New version!

A new version of this website is available at architectural-patterns.net.

In most cases you are just interested in the current state of your data. There are applications, however, where previous states are just as important, and you need to be able to navigate from one state to another, by code alone.

Event sourcing is used when the events that lead to the current state of the data are just as important as the current state itself is.

Examples

  • Version control systems (source code)
  • Word processor (for undo / redo)
  • Database transaction logs (for master/slave synchronization, a.o.)

Where does it come from?

  • Altough the concept itself is much older, the current ideas about architecture originate from about 2006 and come from Greg Young.

    When should you use it?

  • If logging or auditing is (very) important
  • If you want to be able to backtrack to a previous state, or work with different states in parallel.

    How does it work?

    Every action performed by the system is modelled as an event and written to an event store (event log). This store only changes by this adding of events. Events are not removed or modified after they're added. Event takes the form of a diff (difference) (no: set account balance to 110 euro; yes: increase account balance with 10 euro).

    Since a log of events itself does not make a state, and users need state to interact with a system, the system needs to build a current state from the event log. In the simplest case, a single state is updated each time a new event is added. In a more elaborate case, the system has many views on the same event log, and these are updated asynchronously (as is the case in CQRS).

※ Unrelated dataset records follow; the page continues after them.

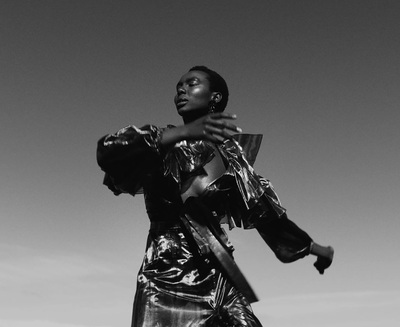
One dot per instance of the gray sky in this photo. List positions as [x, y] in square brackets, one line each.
[320, 80]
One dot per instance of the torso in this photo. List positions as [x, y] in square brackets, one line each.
[195, 186]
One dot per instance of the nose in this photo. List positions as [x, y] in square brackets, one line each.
[181, 90]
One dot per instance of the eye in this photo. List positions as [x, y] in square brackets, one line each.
[193, 82]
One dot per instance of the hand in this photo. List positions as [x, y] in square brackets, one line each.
[324, 261]
[212, 127]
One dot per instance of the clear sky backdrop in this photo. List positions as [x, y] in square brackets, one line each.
[320, 80]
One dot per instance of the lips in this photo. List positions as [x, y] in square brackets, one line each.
[181, 102]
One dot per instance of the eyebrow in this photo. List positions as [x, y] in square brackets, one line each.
[188, 80]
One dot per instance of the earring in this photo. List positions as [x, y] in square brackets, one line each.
[211, 110]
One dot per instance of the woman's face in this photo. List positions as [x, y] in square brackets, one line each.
[193, 94]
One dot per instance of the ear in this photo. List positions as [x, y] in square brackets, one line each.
[216, 97]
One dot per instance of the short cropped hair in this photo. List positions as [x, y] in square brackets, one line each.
[217, 84]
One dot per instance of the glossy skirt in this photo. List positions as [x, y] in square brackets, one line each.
[178, 288]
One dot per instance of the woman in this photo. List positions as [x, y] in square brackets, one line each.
[194, 178]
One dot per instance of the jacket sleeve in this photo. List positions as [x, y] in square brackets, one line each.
[288, 242]
[128, 156]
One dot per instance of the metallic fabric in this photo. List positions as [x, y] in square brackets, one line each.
[175, 288]
[180, 282]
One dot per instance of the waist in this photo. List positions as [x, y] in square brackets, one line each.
[163, 225]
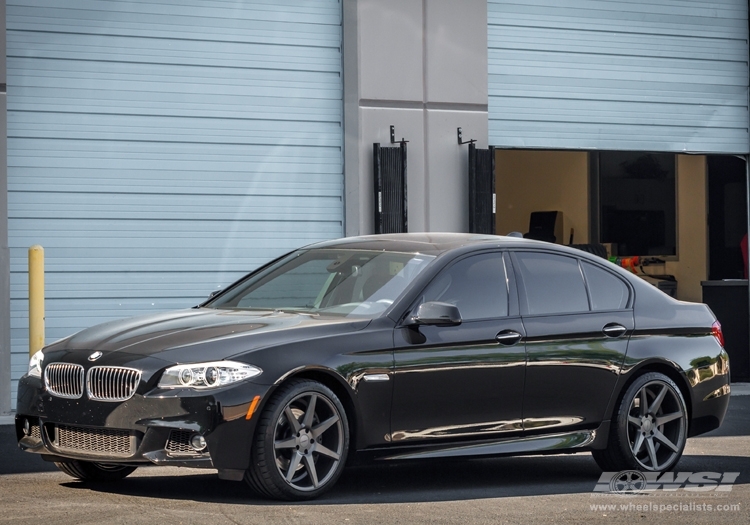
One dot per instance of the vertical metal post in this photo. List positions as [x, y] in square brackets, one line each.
[376, 174]
[747, 200]
[405, 217]
[493, 228]
[36, 299]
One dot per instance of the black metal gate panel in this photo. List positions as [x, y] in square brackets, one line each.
[390, 189]
[481, 190]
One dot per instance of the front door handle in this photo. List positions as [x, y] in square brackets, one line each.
[614, 330]
[508, 337]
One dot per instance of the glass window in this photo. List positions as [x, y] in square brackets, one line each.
[476, 285]
[637, 202]
[352, 283]
[554, 283]
[607, 291]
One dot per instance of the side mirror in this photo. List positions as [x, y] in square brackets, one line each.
[434, 313]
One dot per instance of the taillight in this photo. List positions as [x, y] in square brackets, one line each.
[717, 333]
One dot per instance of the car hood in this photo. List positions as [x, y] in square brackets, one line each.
[202, 333]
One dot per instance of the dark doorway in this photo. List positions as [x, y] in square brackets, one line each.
[727, 216]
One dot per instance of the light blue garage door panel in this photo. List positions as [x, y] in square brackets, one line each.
[665, 75]
[160, 150]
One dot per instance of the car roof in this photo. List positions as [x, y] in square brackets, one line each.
[427, 243]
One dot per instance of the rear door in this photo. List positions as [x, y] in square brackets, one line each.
[578, 318]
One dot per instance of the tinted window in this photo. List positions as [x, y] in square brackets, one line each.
[477, 285]
[607, 291]
[554, 284]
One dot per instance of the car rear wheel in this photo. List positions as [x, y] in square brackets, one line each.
[301, 442]
[649, 430]
[89, 471]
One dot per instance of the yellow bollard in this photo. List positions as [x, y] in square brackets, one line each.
[36, 299]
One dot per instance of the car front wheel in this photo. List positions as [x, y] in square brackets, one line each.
[301, 442]
[650, 427]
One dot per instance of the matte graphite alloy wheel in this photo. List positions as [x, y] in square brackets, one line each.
[301, 442]
[650, 429]
[89, 471]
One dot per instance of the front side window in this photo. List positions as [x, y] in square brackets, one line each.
[351, 283]
[553, 283]
[476, 285]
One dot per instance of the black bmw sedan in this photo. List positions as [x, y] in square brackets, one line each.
[388, 347]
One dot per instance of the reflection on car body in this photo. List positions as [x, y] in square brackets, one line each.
[385, 347]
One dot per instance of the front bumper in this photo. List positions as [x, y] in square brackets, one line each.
[151, 428]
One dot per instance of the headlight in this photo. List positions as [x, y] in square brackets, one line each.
[207, 375]
[35, 364]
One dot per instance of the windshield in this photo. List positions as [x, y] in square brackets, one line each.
[349, 283]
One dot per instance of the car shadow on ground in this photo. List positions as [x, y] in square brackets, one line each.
[417, 482]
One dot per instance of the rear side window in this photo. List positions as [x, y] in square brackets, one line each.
[553, 283]
[608, 292]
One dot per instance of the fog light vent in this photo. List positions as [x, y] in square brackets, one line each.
[179, 442]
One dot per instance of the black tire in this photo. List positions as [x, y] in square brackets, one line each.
[89, 471]
[301, 442]
[649, 429]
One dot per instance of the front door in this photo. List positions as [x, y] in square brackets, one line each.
[466, 381]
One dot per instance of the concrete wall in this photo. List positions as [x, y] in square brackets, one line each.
[529, 180]
[421, 66]
[692, 228]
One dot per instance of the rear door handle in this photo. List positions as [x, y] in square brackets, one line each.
[614, 330]
[508, 337]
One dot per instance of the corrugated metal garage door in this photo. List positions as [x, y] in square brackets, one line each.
[160, 149]
[662, 75]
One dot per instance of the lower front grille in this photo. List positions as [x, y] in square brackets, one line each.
[97, 441]
[179, 442]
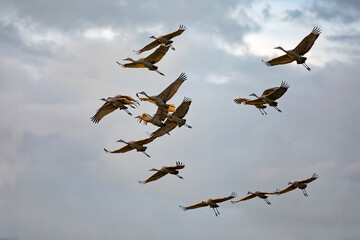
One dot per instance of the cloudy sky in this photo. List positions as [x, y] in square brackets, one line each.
[58, 58]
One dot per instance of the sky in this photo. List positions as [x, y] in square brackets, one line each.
[58, 58]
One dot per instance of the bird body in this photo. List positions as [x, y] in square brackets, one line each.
[138, 145]
[298, 184]
[164, 40]
[297, 53]
[259, 194]
[211, 202]
[113, 103]
[174, 170]
[147, 62]
[161, 99]
[175, 119]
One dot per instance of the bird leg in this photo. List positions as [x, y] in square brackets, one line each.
[267, 201]
[306, 66]
[304, 192]
[159, 72]
[146, 154]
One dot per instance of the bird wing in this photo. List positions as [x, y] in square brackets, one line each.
[288, 189]
[314, 177]
[218, 200]
[250, 196]
[104, 110]
[277, 92]
[181, 29]
[179, 165]
[145, 141]
[279, 60]
[163, 130]
[132, 65]
[200, 204]
[157, 55]
[121, 150]
[181, 111]
[149, 46]
[160, 114]
[305, 45]
[156, 176]
[169, 92]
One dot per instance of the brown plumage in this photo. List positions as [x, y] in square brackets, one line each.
[147, 62]
[297, 53]
[211, 202]
[138, 145]
[164, 40]
[161, 99]
[298, 184]
[113, 103]
[163, 171]
[256, 194]
[175, 119]
[270, 95]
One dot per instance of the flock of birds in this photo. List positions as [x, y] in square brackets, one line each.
[167, 116]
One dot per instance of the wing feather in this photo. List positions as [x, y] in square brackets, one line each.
[169, 92]
[305, 45]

    The system may have the ability to tag some event. If so, the system provides lists of tags and the user may be able to revert the system to the state labeled with this tag.

    This picture shows the events in the event source. The red flag is the tag that points to the current event. The state of the system reflects all the events up to this point.

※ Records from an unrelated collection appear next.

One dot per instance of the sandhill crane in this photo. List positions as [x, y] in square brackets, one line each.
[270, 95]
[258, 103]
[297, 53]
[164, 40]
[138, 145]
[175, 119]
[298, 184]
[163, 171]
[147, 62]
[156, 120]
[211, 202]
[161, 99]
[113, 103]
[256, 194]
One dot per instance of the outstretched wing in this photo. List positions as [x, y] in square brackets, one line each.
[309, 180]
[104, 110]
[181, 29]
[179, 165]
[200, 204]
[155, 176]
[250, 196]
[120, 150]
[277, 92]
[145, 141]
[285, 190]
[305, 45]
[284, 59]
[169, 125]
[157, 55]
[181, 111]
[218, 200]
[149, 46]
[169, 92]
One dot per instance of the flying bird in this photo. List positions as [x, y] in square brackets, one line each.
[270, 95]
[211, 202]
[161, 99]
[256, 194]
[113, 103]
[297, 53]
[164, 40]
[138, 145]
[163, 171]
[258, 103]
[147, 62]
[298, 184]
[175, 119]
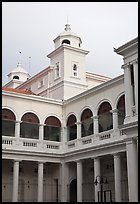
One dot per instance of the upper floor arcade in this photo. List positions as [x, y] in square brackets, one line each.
[54, 134]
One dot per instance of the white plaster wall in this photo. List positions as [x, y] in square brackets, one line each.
[109, 93]
[41, 108]
[73, 56]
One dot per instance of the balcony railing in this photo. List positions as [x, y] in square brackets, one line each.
[36, 145]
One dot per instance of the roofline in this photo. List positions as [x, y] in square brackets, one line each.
[67, 47]
[35, 76]
[94, 89]
[125, 46]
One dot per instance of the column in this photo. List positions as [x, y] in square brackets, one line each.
[17, 129]
[117, 175]
[96, 125]
[128, 90]
[132, 170]
[97, 172]
[40, 182]
[79, 181]
[78, 130]
[135, 64]
[63, 135]
[15, 181]
[115, 118]
[41, 131]
[64, 181]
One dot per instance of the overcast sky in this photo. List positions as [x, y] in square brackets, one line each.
[31, 27]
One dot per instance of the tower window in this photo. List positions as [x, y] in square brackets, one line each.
[132, 82]
[66, 41]
[15, 77]
[57, 70]
[40, 84]
[75, 70]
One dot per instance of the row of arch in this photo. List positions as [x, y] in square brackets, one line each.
[29, 127]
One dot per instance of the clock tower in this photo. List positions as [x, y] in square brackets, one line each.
[68, 65]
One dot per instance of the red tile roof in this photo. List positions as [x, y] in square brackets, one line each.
[22, 91]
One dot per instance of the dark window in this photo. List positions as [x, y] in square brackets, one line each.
[86, 123]
[15, 77]
[66, 41]
[52, 130]
[105, 117]
[8, 120]
[29, 126]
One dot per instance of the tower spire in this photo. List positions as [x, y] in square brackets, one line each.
[67, 26]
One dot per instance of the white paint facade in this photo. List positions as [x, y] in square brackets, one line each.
[50, 170]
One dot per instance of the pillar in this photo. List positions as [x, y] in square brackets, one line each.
[79, 181]
[132, 170]
[135, 65]
[41, 131]
[115, 118]
[96, 125]
[128, 91]
[17, 129]
[15, 180]
[117, 175]
[40, 182]
[78, 130]
[64, 181]
[97, 172]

    In the second picture a branch has been created starting with event #2. The client that uses the system is working on this branch and has created some events #4, #5, and #6 that exist parallel to the main branch. The state of this client reflects all events up to event #5. At some later state these branches may need to be merged into one again.

    Problems

  • When the event log has become corrupted, it must be restored with extra "restore" events. The event log should not be modified.
  • When the event source consists of multiple branches, these will need to be mergable. Merging branches may cause conflicts that are impossible to resolve automatically.

    Common implementation techniques

    • The event log may be implemented in various ways. If events need to be queried, an index may be needed.
    • As a notable exceptional case, the version control system Git does not store diffs, it stores all past states of the data (in a highly compressed manner). Diffs are calculated from the states.